Providing intelligent search capabilities as part of the Agora platform is crucial for fostering collaboration between Higher Education Institutions in the European Union. Taking into consideration that Agora is an extensive platform that provides access to heterogeneous acceleration services that differ in the kind, scope and volume of collected data, the search service is a key component of the system.
AI-Assisted Search in a Complex, Multi-Source Data Environment
As the collected data and provided services vary in complexity, origin, access rules, intended users and the level of integration with the platform, the search capabilities have to go beyond conventional techniques utilized in information retrieval systems. Thus, to enhance the discovery, exploration, and analysis of the data gathered in the acceleration services, a dedicated AI assistant is developed as an integral part of the platform. The introduction of a conversational interface offered by the AI assistant ensures uniform access to all the search capabilities that stem from the proposed scenarios without the need for developing elaborate training procedures for HEI staff.

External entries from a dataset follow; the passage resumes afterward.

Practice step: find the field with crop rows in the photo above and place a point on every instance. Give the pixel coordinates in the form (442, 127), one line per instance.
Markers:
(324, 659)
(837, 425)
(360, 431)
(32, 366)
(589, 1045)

Regulatory Compliance and Trustworthy AI Principles
The fast-paced progress in the field of AI means that the requirements for the intelligent search cannot be reduced to a set of recommendations that indicate particular types of AI models, categories of system architectures or specific service providers. Instead, to make Agora a sustainable platform, there is a need for open, transparent, and reproducible guidelines that will test the capabilities of the AI assistant. As any AI system to be put into service in the European Union, the AI assistant has to conform to the legal requirements of the European Parliament and of the Council. Recital 27 of Regulation (EU) 2024/1689 of the European Parliament (the AI Act) lists seven principles for trustworthy and ethically sound AI developed by the high-level expert group on artificial intelligence (AI HLEG) of the European Commission:
- Human agency and oversight
- Technical robustness and safety
- Privacy and data governance
- Transparency
- Diversity, non-discrimination and fairness
- Societal and environmental well-being
- Accountability
The AI assistant of Agora, being an AI system deployed in the European Union, should follow the aforementioned principles. In the case of intelligent search, human agency is the result of the problem setting. This is because the decisions made based on the search results are the sole responsibility of the Agora platform users. However, the other principles to be preserved require considerable technical and organizational efforts.

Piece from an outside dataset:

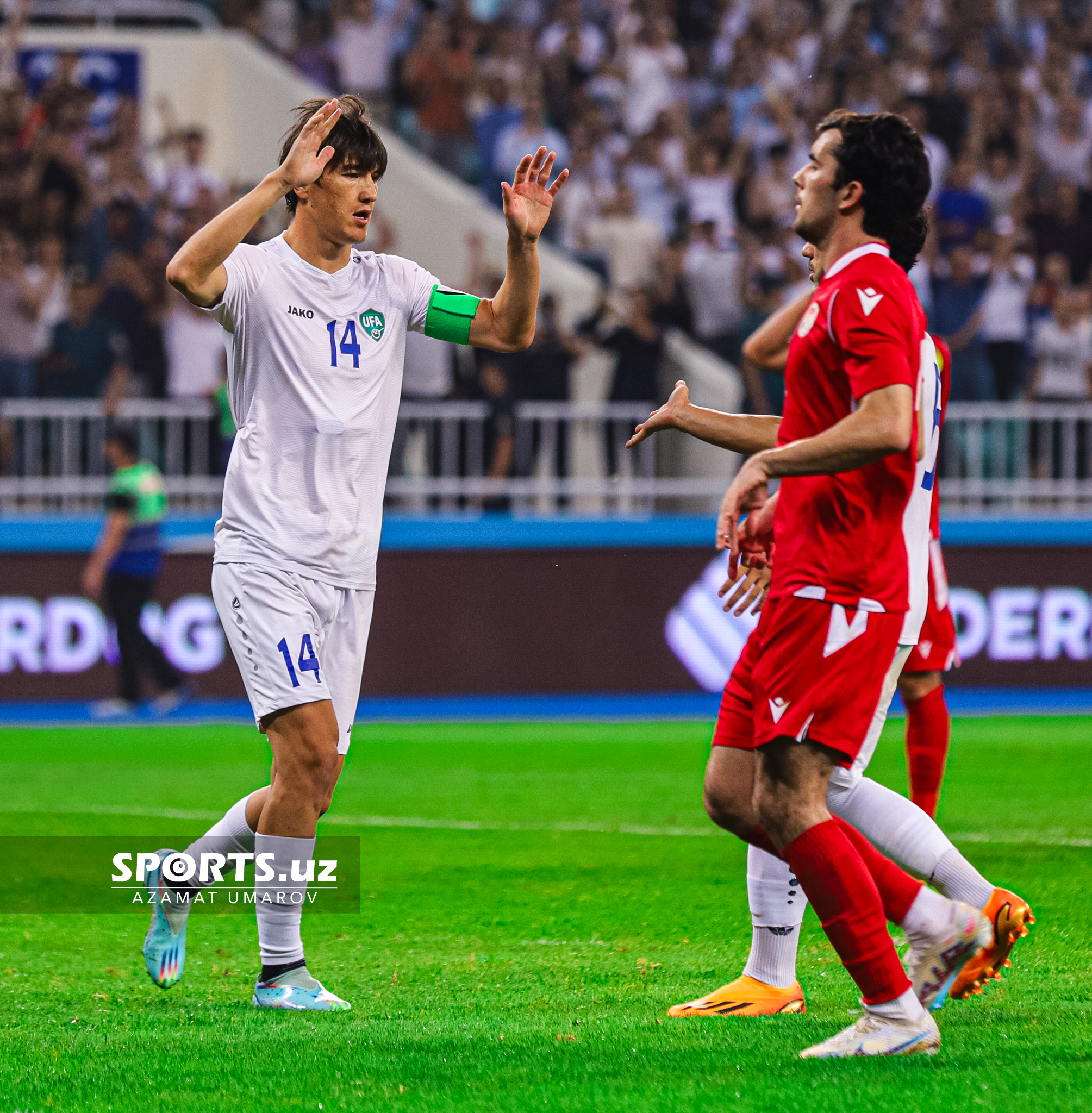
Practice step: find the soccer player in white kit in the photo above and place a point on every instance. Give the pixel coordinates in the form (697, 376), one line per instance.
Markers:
(315, 332)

To ensure privacy and data governance, standard practices imposed by General Data Protection Regulation (GDPR, Regulation (EU) 2016/679) have to be followed. For safety, transparency and accountability, extensive usage logs should be collected that encompass search queries, results being returned, timestamps, fingerprints of all AI models being utilized in the process of executing the user query and GDPR-compliant user data. This is an obligatory practice for high-risk AI systems (Article 26, paragraph 6 of the AI Act), however taking into consideration the effectiveness of log analysis for quality control, detection of security accidents and determining the responsibility of natural and artificial agents in the search process, it is beneficial to implement usage logs collection even in case of AI systems that present moderate risk only.
Risk management
If a general-purpose AI model with systemic-risk is employed to implement AI assistant, then to reduce safety risks extensive red-teaming with the use of domain-specific data should be performed. The goal of this red-teaming should be the detection of hallucinations, misinformation and harmful content. Furthermore, specific requirements placed by the stakeholders and owners of the acceleration services with regard to copyright and access rights and the organization of the access rights in the Agora platform itself have to be taken into consideration, while penetration tests are executed to minimize the risk of revealing unauthorized data.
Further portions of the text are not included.